Elessúrë greeted Maedhros now with a little less warmth than their grandparents did, but still with a smile—and that was to be expected from a cousin who did not know him well. He had let his hair grow; it brushed his shoulders, a lighter shade of red than Maedhros’ own. He had more tattoos wound round his arms, too, intricate geometric patterns in dark ink. “You look brighter,” he said. “I’m glad. Where is Macalaurë?”
“He remains at Imloth Ningloron,” Maedhros said.
“Did Lórien help him, too?”
“It did. He’ll be glad to see you when he comes to Tirion to visit.”
“When will that be, do you think?”
“Sometime later this year.”
Elessúrë nodded. “I was not very kind to him before,” he said. “I didn’t—I didn’t know just how badly he was hurting.”
Maedhros shook his head. “He did not want you to know,” he said. “He wasn’t upset—or he was, but he didn’t blame you. That was the sort of welcome he expected to receive from everyone.” At this Elessúrë looked both horrified and abashed. “I’m sorry, Elessúrë.” He had been Maedhros’ baby cousin, too, terrified and so very small, and none of them had been able to do anything to offer comfort in the darkness—and then they had left.
“I am too,” Elessúrë said. “I hope I can know you better now, Cousin.”
“I think I’m someone worth knowing, now,” Maedhros said. “I wasn’t before. Not really.”
Elessúrë frowned at him. “That’s a cruel thing to say about yourself.”
“It’s only true,” said Maedhros. “I was…I was caught up still in the past and everything I had done wrong, and all the fear and the horror of it. I’m not, anymore.”
“I’m glad of it,” said Elessúrë, “but should you not have left all that behind in Mandos?”
“Yes,” said Maedhros, “but I couldn’t. I don’t want to tell you any more than that, Elessúrë. You don’t need to know about it. Whatever tales you’ve heard are more than enough.”

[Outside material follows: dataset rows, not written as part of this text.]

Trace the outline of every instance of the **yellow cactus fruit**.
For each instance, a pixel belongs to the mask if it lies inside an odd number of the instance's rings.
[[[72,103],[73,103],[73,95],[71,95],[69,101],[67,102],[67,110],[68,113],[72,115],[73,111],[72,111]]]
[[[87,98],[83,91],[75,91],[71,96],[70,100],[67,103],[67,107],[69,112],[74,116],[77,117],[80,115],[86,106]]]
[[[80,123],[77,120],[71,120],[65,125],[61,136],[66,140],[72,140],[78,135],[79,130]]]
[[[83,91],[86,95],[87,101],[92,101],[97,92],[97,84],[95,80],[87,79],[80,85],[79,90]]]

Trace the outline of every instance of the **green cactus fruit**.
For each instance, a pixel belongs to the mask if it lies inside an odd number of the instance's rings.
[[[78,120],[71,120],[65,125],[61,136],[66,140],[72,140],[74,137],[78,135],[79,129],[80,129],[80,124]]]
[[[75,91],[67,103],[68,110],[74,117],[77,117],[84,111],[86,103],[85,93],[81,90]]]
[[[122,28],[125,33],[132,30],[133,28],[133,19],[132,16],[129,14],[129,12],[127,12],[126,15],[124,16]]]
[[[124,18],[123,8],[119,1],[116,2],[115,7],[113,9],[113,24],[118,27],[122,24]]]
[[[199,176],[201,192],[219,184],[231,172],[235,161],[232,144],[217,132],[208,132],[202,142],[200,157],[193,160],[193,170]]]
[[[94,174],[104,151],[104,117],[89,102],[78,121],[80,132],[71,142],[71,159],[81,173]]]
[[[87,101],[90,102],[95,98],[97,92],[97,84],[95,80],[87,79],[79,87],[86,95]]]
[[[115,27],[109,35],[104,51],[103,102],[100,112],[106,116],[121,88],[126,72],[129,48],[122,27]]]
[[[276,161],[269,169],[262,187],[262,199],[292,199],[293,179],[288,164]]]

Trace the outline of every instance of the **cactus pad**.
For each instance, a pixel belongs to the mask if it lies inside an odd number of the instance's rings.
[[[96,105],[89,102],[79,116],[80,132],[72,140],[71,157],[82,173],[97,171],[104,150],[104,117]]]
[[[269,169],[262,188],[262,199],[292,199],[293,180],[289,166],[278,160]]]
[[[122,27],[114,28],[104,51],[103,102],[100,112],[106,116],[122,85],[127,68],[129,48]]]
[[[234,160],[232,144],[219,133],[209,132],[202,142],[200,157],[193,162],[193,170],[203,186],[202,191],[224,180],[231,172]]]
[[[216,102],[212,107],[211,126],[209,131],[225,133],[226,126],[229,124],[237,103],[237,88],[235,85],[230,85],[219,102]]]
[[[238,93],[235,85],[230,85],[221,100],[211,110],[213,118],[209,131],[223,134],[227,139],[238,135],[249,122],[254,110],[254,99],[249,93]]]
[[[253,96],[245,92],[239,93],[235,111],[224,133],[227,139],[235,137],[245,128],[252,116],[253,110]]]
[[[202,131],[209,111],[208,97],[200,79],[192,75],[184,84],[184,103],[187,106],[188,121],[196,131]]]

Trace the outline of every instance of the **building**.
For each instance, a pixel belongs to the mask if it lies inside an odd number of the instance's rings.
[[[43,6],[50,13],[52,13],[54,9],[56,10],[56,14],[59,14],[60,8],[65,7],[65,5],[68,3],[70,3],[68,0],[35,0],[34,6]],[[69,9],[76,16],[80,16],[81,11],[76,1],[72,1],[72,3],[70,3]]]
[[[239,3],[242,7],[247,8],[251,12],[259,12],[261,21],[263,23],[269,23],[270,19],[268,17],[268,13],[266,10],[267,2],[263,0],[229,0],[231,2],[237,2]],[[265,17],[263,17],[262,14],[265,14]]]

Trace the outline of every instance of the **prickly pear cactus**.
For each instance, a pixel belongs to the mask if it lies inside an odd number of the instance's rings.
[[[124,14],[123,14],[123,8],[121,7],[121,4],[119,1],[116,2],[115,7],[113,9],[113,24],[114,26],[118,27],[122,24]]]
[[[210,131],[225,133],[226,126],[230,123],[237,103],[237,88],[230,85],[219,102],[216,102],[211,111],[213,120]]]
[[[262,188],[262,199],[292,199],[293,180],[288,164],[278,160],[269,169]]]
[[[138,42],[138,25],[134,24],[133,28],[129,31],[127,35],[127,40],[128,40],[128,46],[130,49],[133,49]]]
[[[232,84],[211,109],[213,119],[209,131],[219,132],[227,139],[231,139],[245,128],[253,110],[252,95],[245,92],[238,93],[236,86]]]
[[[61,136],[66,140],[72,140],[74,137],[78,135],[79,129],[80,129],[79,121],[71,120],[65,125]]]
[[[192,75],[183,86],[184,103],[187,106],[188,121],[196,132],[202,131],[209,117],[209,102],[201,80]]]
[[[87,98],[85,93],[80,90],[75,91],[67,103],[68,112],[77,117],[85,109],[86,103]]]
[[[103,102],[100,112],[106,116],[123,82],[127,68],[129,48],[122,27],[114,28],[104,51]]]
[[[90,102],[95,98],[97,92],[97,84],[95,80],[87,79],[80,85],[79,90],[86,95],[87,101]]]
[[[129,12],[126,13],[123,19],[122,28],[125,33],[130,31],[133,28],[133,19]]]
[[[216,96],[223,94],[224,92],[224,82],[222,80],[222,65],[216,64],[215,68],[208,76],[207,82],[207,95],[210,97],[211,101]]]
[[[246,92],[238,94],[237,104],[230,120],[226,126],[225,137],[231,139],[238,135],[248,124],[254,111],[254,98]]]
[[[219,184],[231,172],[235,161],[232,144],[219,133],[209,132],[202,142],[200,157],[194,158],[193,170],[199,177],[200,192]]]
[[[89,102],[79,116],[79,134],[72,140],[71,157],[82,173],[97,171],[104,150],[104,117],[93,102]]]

“I’m not a child, Russandol.”
“What’s that got to do with it? I was not a child when I went to Middle-earth, and I wish that there had been someone to protect me from it. I heard once that you wanted to go with Arafinwë’s host to the War of Wrath. I’m so glad you didn’t.”
“Macalaurë said that, too. I only wanted to go to search for you.”
“In that case,” Maedhros said, “I’m even gladder that you didn’t go.”
After things settled down again, Maedhros was at last able to retreat to the little painting studio that his brothers had asked Nerdanel to make for him. It had been a storage shed, tucked into a corner of the garden behind Nerdanel’s much larger workshop. Now it was a small but bright space, with shelves along one wall filled with jars of paints and pigments, and sets of brushes, and all manner of other things he might need. There were canvases too, leaning against the wall beside the shelves, and several easels to choose from as well as a table by the window. Maedhros didn’t have any particular plans, except maybe to try to turn one of his sketches into a painting, something simple to practice colors and shading and just holding the brush correctly. Before, when he had looked at the shelves full of color, he had felt daunted. Now he felt excited as he reached for a jar of bright green pigment.